Using terraform to create vault_kv_secret resources results in json_data stored in a single key

Hello!

We’re running into an oddity trying to use vault_kv_secret to store secrets in a KV.V1 secret mount. Here is an snippet from our Terraform configuration:

resource "vault_mount" "hello" {
  path        = "hello"
  type        = "kv"
  options     = { version = "1" }
  description = "hello"
}

resource "vault_kv_secret" "hi" {
  path = "${vault_mount.hello.path}/redis"
  data_json = jsonencode(
    {
      endpoint   = "127.0.0.1"
      ttl        = "60m"
    }
  )
}

In this example, we would expect to have the following at /hello/redis, as JSON:

{
  "endpoint": "127.0.0.1",
  "ttl": "60m"
}

Instead, we end up with everything nested under a single key, named data:

{
  "data": {
    "endpoint": "127.0.0.1",
    "ttl": "60m"
  }
}

Can someone explain what we’re doing wrong and/or why this is designed this way?

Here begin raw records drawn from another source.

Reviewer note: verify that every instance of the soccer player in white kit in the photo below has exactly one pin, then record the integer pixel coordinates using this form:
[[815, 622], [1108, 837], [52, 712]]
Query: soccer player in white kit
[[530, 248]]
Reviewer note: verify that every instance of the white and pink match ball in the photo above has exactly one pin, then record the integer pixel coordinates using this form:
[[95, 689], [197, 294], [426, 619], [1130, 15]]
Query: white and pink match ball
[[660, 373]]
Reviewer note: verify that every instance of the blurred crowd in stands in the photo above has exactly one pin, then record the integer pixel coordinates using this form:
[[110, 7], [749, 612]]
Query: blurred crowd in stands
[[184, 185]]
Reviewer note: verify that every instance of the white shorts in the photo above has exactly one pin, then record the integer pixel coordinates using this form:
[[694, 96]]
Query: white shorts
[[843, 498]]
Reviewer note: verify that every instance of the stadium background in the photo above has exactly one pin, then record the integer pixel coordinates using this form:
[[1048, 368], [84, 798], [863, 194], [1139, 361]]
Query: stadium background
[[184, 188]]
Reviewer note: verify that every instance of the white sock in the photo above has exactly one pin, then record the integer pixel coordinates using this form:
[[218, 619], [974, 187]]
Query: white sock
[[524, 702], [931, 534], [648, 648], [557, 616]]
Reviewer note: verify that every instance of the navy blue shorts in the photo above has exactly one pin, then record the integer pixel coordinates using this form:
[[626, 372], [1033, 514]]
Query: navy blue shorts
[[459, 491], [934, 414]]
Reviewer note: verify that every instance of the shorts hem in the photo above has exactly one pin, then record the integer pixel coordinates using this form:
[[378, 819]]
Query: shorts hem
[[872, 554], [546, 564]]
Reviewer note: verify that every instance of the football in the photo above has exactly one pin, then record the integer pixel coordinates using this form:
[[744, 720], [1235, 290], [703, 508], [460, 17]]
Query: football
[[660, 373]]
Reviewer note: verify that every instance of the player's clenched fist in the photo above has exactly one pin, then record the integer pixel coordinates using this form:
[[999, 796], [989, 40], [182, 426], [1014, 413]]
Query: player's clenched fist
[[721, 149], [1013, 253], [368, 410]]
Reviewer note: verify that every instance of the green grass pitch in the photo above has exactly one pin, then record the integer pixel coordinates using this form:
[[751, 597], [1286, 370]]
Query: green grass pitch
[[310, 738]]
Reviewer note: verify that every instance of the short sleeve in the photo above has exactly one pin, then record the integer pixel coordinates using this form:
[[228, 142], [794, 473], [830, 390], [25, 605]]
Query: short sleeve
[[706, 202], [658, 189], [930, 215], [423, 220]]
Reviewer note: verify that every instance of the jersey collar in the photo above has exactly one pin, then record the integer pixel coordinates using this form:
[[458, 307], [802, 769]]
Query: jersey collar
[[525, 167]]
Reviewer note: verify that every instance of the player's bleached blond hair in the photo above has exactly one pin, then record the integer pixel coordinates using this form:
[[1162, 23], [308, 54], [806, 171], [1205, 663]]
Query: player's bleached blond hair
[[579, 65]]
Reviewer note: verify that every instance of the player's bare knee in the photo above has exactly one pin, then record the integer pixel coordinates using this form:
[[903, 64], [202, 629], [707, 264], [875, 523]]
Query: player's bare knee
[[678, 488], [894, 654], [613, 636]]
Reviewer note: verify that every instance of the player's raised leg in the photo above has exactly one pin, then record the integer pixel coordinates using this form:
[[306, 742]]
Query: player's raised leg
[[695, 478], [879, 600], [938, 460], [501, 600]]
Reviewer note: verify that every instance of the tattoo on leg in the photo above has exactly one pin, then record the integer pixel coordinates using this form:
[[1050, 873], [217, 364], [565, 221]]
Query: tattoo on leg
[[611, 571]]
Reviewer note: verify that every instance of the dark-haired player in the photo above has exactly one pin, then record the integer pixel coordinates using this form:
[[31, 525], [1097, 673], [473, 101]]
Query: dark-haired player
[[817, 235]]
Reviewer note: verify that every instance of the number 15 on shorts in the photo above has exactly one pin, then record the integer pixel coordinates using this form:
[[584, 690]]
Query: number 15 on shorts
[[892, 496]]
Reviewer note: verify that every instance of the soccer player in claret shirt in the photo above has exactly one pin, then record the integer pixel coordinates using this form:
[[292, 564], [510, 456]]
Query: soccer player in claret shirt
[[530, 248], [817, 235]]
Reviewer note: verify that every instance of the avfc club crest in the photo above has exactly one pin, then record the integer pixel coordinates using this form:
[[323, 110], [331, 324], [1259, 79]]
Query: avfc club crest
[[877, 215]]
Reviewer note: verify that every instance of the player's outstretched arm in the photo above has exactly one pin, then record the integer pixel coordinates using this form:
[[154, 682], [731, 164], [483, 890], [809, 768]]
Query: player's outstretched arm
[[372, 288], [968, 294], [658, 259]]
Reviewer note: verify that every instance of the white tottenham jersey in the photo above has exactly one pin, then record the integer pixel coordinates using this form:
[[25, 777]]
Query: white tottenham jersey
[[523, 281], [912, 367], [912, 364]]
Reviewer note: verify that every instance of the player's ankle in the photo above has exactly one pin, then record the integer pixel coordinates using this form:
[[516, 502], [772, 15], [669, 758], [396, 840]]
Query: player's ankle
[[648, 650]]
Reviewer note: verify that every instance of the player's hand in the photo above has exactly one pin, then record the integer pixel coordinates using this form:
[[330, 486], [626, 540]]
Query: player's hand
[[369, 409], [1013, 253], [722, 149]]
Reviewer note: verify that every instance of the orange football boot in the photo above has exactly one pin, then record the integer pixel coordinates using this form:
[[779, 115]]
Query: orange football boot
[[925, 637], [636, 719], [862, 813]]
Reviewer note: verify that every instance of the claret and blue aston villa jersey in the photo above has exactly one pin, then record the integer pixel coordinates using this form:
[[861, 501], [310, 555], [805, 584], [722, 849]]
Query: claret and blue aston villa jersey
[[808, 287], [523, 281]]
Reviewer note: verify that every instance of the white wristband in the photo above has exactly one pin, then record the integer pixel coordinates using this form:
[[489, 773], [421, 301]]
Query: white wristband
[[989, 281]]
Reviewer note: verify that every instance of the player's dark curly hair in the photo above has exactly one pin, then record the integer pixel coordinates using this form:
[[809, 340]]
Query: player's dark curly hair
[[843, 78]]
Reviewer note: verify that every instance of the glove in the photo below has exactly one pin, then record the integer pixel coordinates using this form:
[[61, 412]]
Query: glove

We’re using version 3.7.0 of the Vault provider against an enterprise Vault cluster running version 1.10.3+ent.

Regards,
Kris

The vault_kv_secret resource was recently implemented. It appears to have been done incorrectly, treating the KV v1 API partially like the KV v2 API, when it is actually different.

It would make sense to open a bug report in the GitHub repo: GitHub - hashicorp/terraform-provider-vault: Terraform Vault provider

Meanwhile, you could switch to using the vault_generic_secret resource instead. (Note: in this context, generic is the old name of the KV v1 secret engine, not a general language term. Unlike the vault_generic_endpoint resource where the same word is used to mean “any Vault endpoint”.)

Thank you. I will give vault_generic_secret a try and report back.

Here is the link to the GitHub issue for anyone else that stumbles upon this: Using terraform to create vault_kv_secret resources results in json_data stored in a single key · Issue #1549 · hashicorp/terraform-provider-vault · GitHub

Confirming that switching to vault_generic_secret works as expected!